Answer:
I believe s = 8t + 46 will work.
Step-by-step explanation:
We have2 data points plus the information that the car speed increases linearly with respect to time, so we should be able to find a linear equation with this information. We want an equation in the point-slope form: y=mx+b, where m is the slope and b is the y-intercept (the value of y when x = 0).
We can obtain the slope by calculating the Rise/Run between the two given data points:
Time is in seconds (sec) and speed in in miles per hour (mph).
Time (sec) Speed (mph)
3 70
8 110
The Rise/Run is the slope:
Rise (the change in Speed) is = (110-70) = 40mph
Run (the change in time) is = (8-3) = 5 seconds
Slope, or Rise/Run) = 40mph/5 sec or 8 mph/sec
We can write
y = 8x + b, where the slope, 8, is in mph/sec.
We don't have b, the speed at time = 0, and I initially thought "EASY!," the car isn't moving at the start. But I realized I was wrong, since if we are increasing speed by 8mph for every second, it isn't possible that the car was already at 70mph after only 3 seconds. And we are told it is a linear equation, so it precludes peeling out at very high speeds and then slowing down.
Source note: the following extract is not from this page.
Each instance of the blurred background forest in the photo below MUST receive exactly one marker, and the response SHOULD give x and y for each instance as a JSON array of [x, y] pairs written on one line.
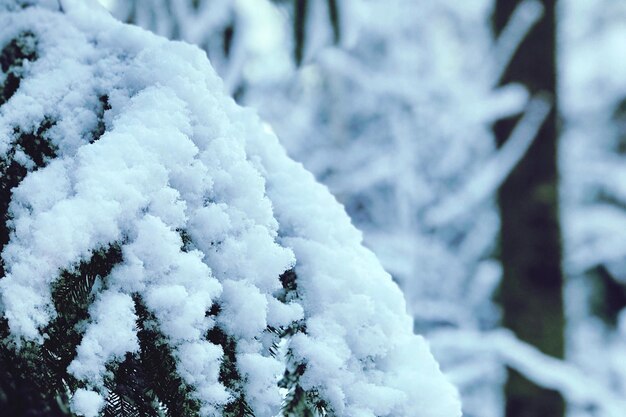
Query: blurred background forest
[[480, 146]]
I can only assume the car was already moving at time = 0 seconds; and the problems doesn't state the car was stationary when it started.
We can find the speed at t=0 seconds by using one of the data points in the equation and solving for b:
y = 8x + b (I'll use point (3,110))
110 = 8*(3) + b
b = 86
This means the car was travelling at 86mph when the data collection a=was initiated. What are the cops when you need them?
y = 8x + 86
To express this in the terms requested by the question:
s = 8t + 86mph
where s is speed in mph and t is time in seconds.